The airfield was Ryne Beeson’s favorite playground growing up. With a father and grandfather who were both pilots, he had the unique opportunity to substitute toy planes and helicopters for real ones.

“What motivated me the most to pursue a career in engineering were all the aviation books my family had laying around,” he says. “I would study the cutaway drawings so I could see how the aircrafts were built.”

Today, as an Assistant Professor of MAE at Princeton, his goal is to make spaceflight design easier. Professor Beeson’s work focuses on “self-optimization”— getting spacecraft from one place to another in the least amount of time, while using as little fuel as possible, and doing so with little human oversight.

As advancements in technology make it easier and cheaper to launch satellites and spacecraft, Professor Beeson is trying to break down the barriers that remain in mission planning and operations. “The workload for humans in this area is actually increasing,” he explains, “and it is creating a bottleneck.”

The solution, Professor Beeson says, is automated mission planning. By leveraging the dynamical structures due to gravitational bodies in the solar system, programs can be designed that find ideal spacecraft trajectories to final destinations without human intervention. For example, a telescope in Earth orbit can use very little thrust to follow a specific spatial path to reach a point between the Sun and Earth, where it will stay mostly stationary.

In the lab, Professor Beeson is developing probabilistic global optimization algorithms that identify and use these dynamical structures. “Math provides us with the ability for different views of complex problems,” he explains. These algorithms have applications both here and far away—for small satellites using electric propulsion and deep space exploration, such as future missions to Jupiter that will need to navigate the complex gravitational environment created by the planet’s moons.

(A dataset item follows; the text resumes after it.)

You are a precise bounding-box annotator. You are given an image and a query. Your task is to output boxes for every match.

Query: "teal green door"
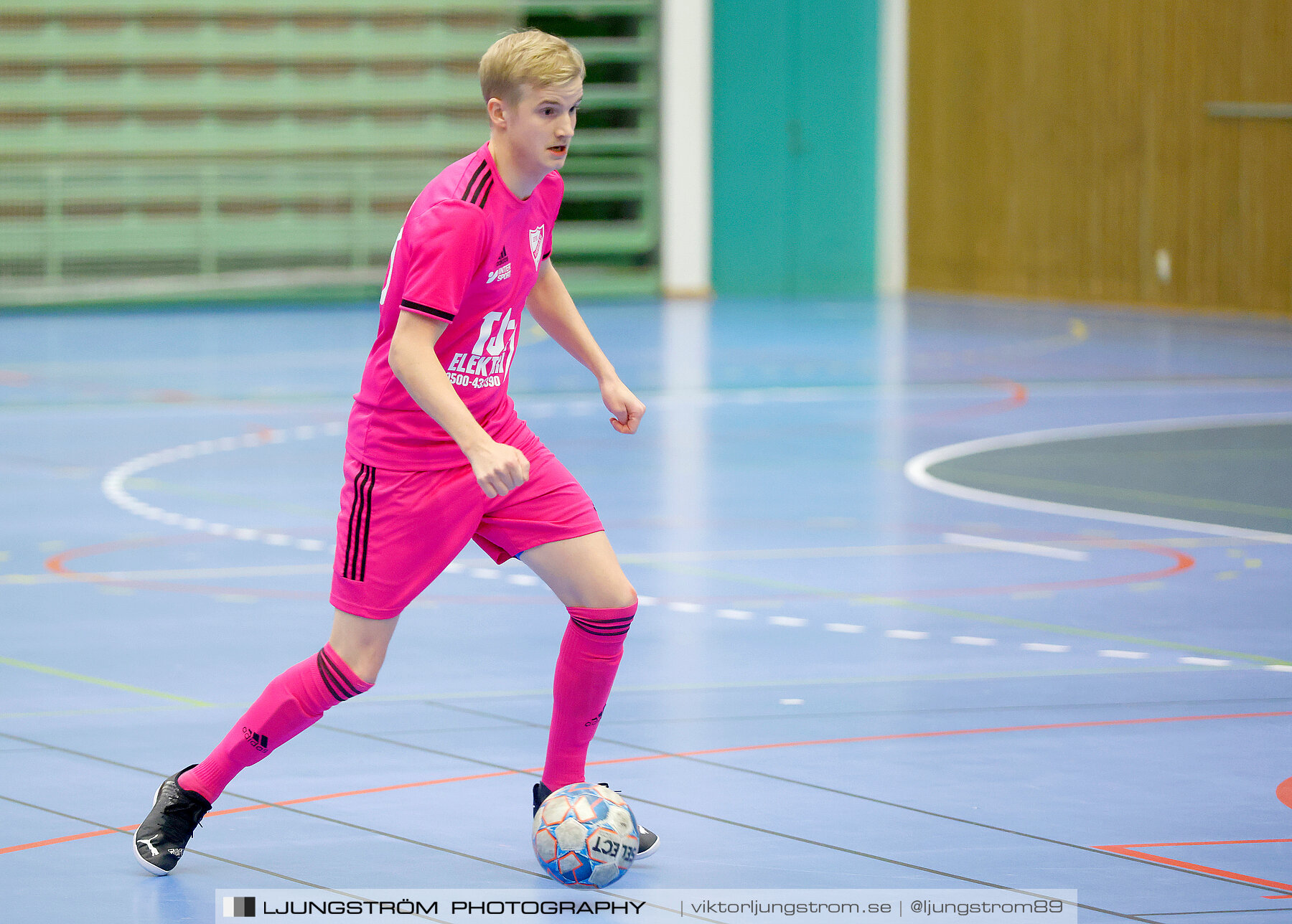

Professor Beeson also brings research in estimation to Princeton. At the University of Illinois at Urbana-Champaign, his dissertation focused on nonlinear filtering theory for high-dimensional systems with applications towards improving estimation in problems related to weather or climate. As a former collegiate cross-country and track runner, he will also work in an advisory role for the academic-athletic fellow program and teach courses in optimal control, space system design, and estimation theory.